London, England – The U.K. government’s Carbon Trust has launched the Algae Biofuels Challenge, with a mission to commercialize the use of algae biofuel as an alternative to fossil-based oil by 2010. The research and development intiative could see the Carbon Trust commit £3 to £6 million in funding in the initial stage; the Department of Transport recently announced that it will be contributing to the funding also.

Beyond 2010, algae-based biofuel has the potential to replace a significant proportion of fossil fuel, saving hundreds of millions of tonnes each year globally while creating an industry worth tens of billions of pounds. Initial forecasts suggest that algae-based biofuels could replace over 70 billion litres of fossil-derived fuels used worldwide annually in road transport and aviation by 2030. This would equate to an annual carbon saving of over 160 million tonnes of CO2 globally, and a market value of over £15 billion.

“We must find a cost-effective and sustainable alternative to oil for our cars and planes if we are to deliver the deep cuts in carbon emissions necessary to tackle climate change,” said Dr. Mark Williamson, Innovations Director at the Carbon Trust. “Algae could provide a significant part of the answer and represents a multi-billion-pound opporunity. Through the Algae Biofuels Challenge, we will be combining the U.K.’s undoubted expertise in the area with our unique knowledge and expedrience of commercializing ealry-stage low-carbon technologies, to give the best possible chance of successfully producing cost-competitive algal biofuel at scale.”
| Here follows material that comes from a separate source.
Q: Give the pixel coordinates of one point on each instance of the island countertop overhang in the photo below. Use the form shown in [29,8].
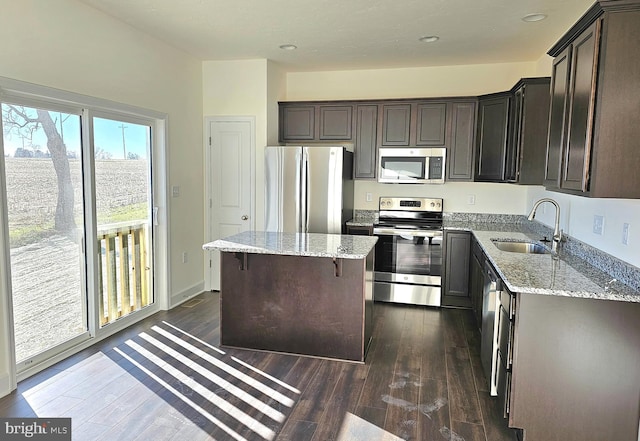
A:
[338,246]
The Carbon Trust is seeking expertise from algae specialists in the U.K. to develop “green oil”; the challenge is to produce this second-generation biofuel cost-effectively at scale. If successful, algae could deliver 6 to 10 times more energy per hectare than conventional cropland biofuels, while reducing carbon emissions by up to 80 per cent relative to fossil fuels. Algae can also be grown on non-arable land, using seawater or wastewater.